A favourite as a kid, shepherd’s pie never failed to disappoint! Traditionally the base is mince meat and the topping mashed white potatoes with cheese. However, I recently put a healthy and vegan spin on this household favourite.
If you are a fan of sweet potato, I promise you will love this recipe!
Completely: gluten free, grain free, sugar free & vegan.
- 2 tablespoons olive oil
- 4 cloves of garlic
- 1 brown onion
- 1/2 tablespoon garam masala
- 2 dry bay leaves
- 1 can of lentils
- 1 carrot finely diced
- 3 fresh tomatoes diced
- 2 tablespoons tomato paste (or one of the small tubs)
- 1 can of chopped tomatoes
- 1 cup of frozen/fresh peas
- 2 tablespoons of dried/fresh herbs
- Chopped fresh parsely
- Salt & pepper
- 1 large or 2 medium sweet potatoes
- 1/2 cup coconut milk (could also use almond milk or water from the pot)
- Fry off the chopped onion and garlic in the olive oil until brown in a large pot.
- Add garam masala and bay leaves – fry for about 1 minute.

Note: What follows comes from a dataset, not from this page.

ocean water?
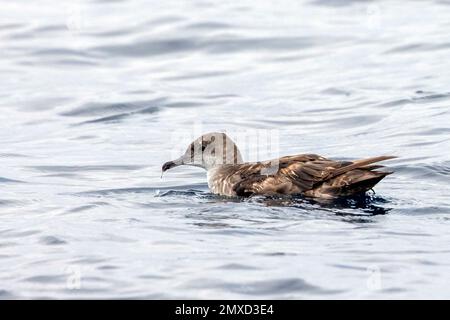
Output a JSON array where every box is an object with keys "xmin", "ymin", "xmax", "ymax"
[{"xmin": 1, "ymin": 0, "xmax": 450, "ymax": 299}]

- Add the lentils (drained), diced fresh and canned tomatoes and carrot.
- Simmer until the carrot is softer and add the peas – simmer for another 5 minutes.

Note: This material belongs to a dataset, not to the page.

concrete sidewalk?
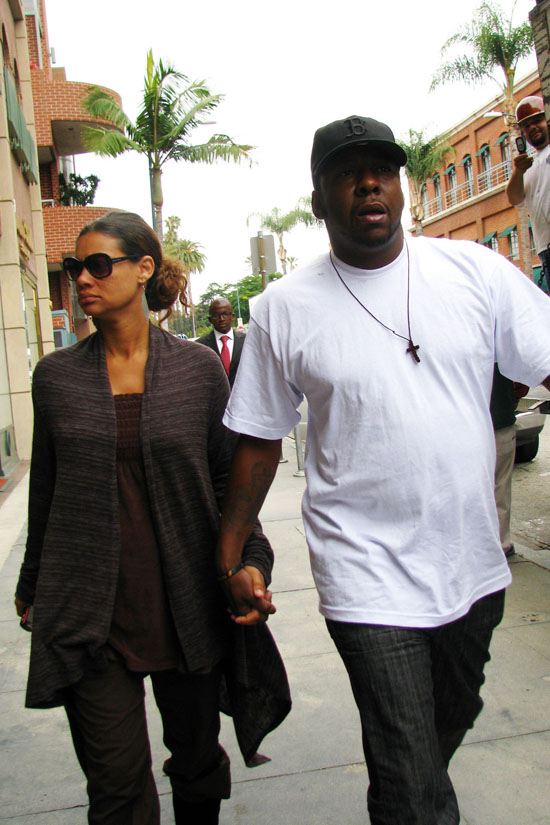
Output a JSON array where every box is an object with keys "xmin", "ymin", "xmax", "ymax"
[{"xmin": 1, "ymin": 439, "xmax": 549, "ymax": 825}]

- While simmering peel and chop the sweet potato and steam in boiling water.
- Take lentil mix off the heat and stir in the herbs, salt and pepper.
- Remove the bay leaves.
- Once the sweet potato is soft add to a food processor or blender with about 1/2 cup of coconut milk (add more if required). Blend until the potato is smooth and creamy.
- Press down the lentil mix into the pot and spoon the mashed sweet potato over the top.
- Smooth out the potato, put a lid on the pot and cook at 180 degrees for about half an hour or until the potato begins to brown and crisp.
- Spoon directly out of the pot to serve.